La destreza aún cuenta

“Nosotros no dejamos que todos nuestros operarios de máquina hagan mecanizado neto”, dice el señor Long. Parece que ciertos tipos de personalidad son más adecuados que otros por la disciplina y atención al detalle que implica. El operario ideal es cauto, pero no teme confiar en la tecnología.

Móntelo y váyase. Pro Mold confía en el mecanizado desatendido para utilizar completamente las máquinas dedicadas al mecanizado a cero. “Nosotros evaluamos un operario por su destreza en planear la operación desatendida”, dice Long. Añade que la buena comunicación entre los programadores y los operarios de máquina es crucial para el mecanizado desatendido. El mecanizado desatendido descubre cualquier eslabón débil en el proceso.

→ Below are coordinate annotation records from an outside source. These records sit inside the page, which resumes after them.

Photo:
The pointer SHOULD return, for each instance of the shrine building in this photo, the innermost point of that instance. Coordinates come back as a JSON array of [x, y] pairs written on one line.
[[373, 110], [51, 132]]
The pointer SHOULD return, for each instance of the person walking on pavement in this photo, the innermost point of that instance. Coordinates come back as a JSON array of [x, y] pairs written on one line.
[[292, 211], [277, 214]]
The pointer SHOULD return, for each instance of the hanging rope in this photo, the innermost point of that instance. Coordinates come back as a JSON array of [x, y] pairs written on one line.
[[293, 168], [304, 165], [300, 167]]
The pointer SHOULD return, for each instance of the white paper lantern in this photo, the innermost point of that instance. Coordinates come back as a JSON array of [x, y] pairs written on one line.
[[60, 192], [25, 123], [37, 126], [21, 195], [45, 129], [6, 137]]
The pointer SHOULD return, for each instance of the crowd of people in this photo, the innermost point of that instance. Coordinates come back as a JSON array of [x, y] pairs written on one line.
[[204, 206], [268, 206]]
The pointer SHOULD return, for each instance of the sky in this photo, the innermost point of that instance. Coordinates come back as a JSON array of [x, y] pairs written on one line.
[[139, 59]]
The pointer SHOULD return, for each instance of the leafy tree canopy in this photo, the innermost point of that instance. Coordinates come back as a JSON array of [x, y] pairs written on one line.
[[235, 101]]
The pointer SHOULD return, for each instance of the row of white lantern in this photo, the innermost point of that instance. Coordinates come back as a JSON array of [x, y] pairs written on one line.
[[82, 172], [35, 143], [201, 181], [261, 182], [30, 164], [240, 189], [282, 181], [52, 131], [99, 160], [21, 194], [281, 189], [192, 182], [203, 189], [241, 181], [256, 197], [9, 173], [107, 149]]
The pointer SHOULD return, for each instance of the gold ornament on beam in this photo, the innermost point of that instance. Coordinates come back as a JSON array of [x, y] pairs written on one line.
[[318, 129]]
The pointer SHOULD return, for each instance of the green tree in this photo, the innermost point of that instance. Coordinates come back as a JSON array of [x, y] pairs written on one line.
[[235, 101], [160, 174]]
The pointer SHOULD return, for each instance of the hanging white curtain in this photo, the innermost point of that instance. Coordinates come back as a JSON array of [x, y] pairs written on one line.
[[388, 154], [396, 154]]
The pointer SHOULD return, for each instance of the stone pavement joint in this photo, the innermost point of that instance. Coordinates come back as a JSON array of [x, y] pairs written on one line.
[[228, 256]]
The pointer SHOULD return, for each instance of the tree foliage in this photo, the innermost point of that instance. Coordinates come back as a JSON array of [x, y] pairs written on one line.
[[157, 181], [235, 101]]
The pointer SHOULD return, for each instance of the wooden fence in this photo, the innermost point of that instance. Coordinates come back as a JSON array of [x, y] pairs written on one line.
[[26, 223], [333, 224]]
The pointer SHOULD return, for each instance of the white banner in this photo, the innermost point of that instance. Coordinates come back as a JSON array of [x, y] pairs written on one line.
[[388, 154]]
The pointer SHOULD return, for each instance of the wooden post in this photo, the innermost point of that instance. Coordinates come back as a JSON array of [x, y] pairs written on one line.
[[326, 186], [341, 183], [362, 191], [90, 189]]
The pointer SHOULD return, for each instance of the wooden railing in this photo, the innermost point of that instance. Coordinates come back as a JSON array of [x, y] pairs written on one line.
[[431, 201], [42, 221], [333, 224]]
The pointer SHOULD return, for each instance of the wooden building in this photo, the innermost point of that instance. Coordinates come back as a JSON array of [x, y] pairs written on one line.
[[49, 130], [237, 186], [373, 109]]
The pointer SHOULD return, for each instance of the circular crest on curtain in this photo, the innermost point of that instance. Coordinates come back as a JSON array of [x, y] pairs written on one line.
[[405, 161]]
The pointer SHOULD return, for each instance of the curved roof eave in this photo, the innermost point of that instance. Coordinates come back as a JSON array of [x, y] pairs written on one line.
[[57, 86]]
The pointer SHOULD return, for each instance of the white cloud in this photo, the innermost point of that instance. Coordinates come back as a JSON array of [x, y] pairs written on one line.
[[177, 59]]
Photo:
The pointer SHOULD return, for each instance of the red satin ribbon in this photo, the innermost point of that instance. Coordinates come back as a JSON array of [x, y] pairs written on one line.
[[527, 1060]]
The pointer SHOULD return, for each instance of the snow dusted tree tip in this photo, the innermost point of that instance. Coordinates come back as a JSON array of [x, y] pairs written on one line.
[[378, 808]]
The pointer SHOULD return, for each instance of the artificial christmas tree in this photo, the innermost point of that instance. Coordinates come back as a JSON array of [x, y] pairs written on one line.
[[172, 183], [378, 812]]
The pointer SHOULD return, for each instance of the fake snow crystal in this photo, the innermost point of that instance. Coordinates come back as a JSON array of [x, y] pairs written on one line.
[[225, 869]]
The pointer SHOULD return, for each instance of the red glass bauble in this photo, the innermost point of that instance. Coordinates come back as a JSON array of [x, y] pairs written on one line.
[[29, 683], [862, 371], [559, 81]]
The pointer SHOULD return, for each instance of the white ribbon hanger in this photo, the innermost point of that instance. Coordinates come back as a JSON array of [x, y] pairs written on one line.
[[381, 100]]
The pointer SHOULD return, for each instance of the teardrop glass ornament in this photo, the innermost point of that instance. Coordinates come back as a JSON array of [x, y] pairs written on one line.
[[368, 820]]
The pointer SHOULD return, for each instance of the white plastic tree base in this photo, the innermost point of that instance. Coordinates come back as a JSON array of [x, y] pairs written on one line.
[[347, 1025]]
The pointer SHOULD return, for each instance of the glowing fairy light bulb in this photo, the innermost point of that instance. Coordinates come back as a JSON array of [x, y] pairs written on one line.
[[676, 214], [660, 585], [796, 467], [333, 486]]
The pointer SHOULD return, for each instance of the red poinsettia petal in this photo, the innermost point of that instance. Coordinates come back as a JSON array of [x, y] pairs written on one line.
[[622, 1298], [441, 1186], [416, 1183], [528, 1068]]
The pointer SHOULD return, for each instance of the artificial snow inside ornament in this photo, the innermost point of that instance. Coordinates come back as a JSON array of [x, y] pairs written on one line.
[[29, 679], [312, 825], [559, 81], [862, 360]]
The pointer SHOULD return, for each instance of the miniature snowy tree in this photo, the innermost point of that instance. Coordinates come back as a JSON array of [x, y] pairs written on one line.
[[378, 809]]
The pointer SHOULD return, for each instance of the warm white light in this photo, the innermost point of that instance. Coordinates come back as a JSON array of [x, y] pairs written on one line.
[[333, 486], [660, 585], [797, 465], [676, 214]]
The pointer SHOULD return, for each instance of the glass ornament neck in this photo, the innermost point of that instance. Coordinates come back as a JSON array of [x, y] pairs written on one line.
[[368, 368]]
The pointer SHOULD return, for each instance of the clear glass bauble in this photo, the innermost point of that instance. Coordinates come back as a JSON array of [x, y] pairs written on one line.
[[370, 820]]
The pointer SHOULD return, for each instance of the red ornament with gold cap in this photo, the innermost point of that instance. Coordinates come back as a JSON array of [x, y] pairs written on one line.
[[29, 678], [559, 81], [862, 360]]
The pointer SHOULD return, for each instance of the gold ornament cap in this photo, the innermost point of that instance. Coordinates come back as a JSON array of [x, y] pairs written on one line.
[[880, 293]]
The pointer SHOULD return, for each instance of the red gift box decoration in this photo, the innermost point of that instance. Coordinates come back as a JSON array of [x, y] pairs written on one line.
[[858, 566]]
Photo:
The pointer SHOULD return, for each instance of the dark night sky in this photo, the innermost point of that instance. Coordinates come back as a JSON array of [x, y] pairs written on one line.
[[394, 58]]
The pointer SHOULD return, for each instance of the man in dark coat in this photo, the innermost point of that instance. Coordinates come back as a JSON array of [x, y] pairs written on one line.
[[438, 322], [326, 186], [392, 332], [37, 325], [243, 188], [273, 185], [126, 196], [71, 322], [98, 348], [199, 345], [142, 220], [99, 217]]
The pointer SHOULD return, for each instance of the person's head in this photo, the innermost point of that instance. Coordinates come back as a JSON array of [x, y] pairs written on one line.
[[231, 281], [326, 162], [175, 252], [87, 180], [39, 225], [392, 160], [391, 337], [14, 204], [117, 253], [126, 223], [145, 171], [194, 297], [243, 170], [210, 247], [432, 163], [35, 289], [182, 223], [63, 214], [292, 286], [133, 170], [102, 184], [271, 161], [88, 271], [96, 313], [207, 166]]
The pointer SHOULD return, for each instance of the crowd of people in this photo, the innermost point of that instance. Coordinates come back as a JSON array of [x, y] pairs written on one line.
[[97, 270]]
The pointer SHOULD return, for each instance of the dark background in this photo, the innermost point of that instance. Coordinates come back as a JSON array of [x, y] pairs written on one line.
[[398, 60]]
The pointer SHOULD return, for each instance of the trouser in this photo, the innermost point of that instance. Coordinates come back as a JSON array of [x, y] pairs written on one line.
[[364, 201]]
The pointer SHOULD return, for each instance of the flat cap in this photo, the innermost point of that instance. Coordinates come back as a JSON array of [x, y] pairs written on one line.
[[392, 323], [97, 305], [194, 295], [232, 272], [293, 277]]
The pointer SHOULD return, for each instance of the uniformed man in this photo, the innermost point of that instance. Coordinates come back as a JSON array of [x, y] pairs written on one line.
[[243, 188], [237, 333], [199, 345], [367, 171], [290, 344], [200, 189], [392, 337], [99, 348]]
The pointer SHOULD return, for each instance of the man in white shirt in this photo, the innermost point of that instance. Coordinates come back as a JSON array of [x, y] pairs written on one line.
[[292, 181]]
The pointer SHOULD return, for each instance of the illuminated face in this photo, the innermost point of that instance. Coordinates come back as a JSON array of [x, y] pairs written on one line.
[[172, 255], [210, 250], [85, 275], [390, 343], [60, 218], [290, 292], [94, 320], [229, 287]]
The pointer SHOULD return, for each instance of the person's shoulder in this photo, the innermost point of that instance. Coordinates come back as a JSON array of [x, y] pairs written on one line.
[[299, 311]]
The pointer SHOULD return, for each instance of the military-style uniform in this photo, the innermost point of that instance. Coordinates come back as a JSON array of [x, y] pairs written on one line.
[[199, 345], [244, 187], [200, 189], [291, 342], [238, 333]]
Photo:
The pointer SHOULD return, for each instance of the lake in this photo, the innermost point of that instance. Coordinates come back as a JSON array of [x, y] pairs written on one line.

Monitoree remotamente. Pro Mold tiene un interesante sistema para maximizar su operación desatendida. Todas las máquinas que opera desatendidas están monitoreadas por cámaras de video digitales montadas en el techo. Esto permite que el operario de la máquina ingrese a la red del taller protegida con contraseña, y visualizar cualquiera de las cámaras. Al hacer zoom en la máquina, el operario puede decir si el trabajo está ejecutándose normalmente. Si no, generalmente puede identificarse la causa del problema.

“Nuestro siguiente paso es instalar una red inalámbrica que le permita al operario controlar ciertas funciones de la máquina de manera remota. Por ejemplo, el operario será capaz de iniciar el cambio de una herramienta de corte cuando esté desgastada o rota”, explica Long.

Debido a que este taller está acostumbrado a estar a la vanguardia, seguro se darán en breve pasos como estos.